それに、近所に半裸体で腹を空かせたガキどもも沢山いたよ。
(そういえば、自分はいつも暗くてじめじめした自分の家・街から出て、乾いて、明るくて、広々とした場所に行きたいと思っていたな。今でも暗くてじめじめした何かから、必死で逃げようとしていたりする。)
写真のこの子供たちも、そんな風に思う日が来るのであろうか。
(とは言え、あの頃の近所の子供は、栄養不良のお蔭でみんな青洟たらして、顔色も悪く汚かったけど、リオのスラムの子供はずっと健康そうである。海が近いせいか。)
「ここからは、麻薬売人の多い通りだから写真はひかえてね」
映画
City of God でもリアリティーを持って描かれている通り、ファヴェラは一般人は近づかない方が良い恐ろしい犯罪の温床とされる。2016年のリオ・オリンピックまでにそれを一掃するという目標で、警察と軍隊がパシフィケーション・プランを特に最も危険地域と指定されるファヴェラから順番に実行しつつあり、銃撃戦になったりしている。でも、そんなに簡単に一掃できるものだろうか。ファヴェラに配属された警察官が時間がたつうちに汚職に染まっていくのはしばしばのことらしい。また、一説にはファヴェラのドラッグディーラーがファヴェラ内部の治安の重要な担い手だと聞く。長い間かけて出来上がったそんな絶妙な生態系のバランスを、外圧で一気に崩そうとするのはいかがなものか。

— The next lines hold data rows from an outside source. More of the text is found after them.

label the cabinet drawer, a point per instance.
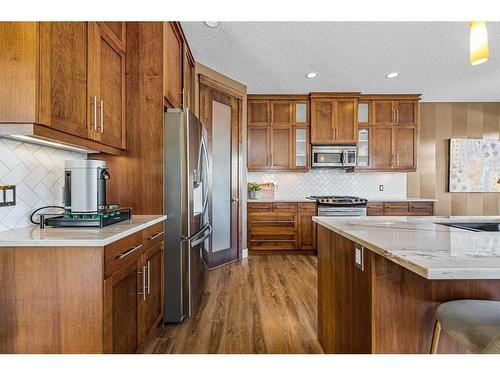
(375, 209)
(252, 207)
(285, 207)
(307, 207)
(121, 252)
(396, 208)
(421, 208)
(152, 236)
(273, 241)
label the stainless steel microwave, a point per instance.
(334, 156)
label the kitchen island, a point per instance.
(381, 279)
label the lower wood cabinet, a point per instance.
(281, 226)
(85, 299)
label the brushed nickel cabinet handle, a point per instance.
(128, 252)
(102, 116)
(149, 277)
(94, 103)
(143, 273)
(155, 236)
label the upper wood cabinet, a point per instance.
(66, 78)
(64, 81)
(278, 132)
(109, 88)
(334, 118)
(117, 31)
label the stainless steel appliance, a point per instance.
(334, 156)
(186, 198)
(340, 205)
(85, 202)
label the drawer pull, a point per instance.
(155, 236)
(128, 252)
(272, 240)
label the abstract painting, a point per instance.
(474, 166)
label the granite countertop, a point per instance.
(419, 244)
(304, 199)
(35, 237)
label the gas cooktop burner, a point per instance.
(335, 200)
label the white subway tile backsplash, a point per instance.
(37, 172)
(334, 182)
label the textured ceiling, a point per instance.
(273, 57)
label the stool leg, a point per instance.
(435, 337)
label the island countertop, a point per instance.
(98, 237)
(424, 247)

後でベルギーの新聞で読んだ話だが、過去5年にリオのパラミリタリー・ポリスに殺された人数は1519人に及び、リオでの殺人の被害者の6人に1人はポリスの手によるものだそうだ。多くの場合、怪我をして動けなくなった、または、無抵抗の者も射殺されるケースがあったという。(The Week誌に掲載されたアムネスティ・インターナショナルによる調査報告。)
「ファヴェラに生まれ住んで70年、人生悔いはありません」と言いたげな、ファヴェラの主みたいな風格のおじさん。ファヴェラの住人の危険性について(自分も住人の一人のくせに)、そしてまた、正月やカーニヴァルの混沌について語ってくれる。「カーニヴァルの後に生まれた子供は、誰が父親なのかわからない。このおっさんだって実は僕の父親かもしれない」とエドゥアルド。
ファヴェラを上から下まで1時間半ぐらいかけて横切った後、子供がサッカーをして遊ぶ小さな広場まで来た。
「ここでサッカーをして遊んでいるとき、今の雇い主が僕を見つけてくれたんだ。彼は、僕に英語を習えと薦め、励ましてくれた。」
リオでは、ホテルやビーチ沿いのレストラン以外では、ほとんどポルトガル語しか通じない。そんななかで、エドゥアルド君は2年半で英語を猛特訓して、なまりのほとんどない、きれいな英語を流暢にしゃべれるようになった。
「じつは、ブラジルのサッカー選手の99%はファヴェラ出身なんだよ。」
連なる岩山の上に何か暗く過剰な混沌としたものがあり、ものすごく澄み切って明るい海と空がそれをやさしく平等に受け止めている。そんな特異な都市の形。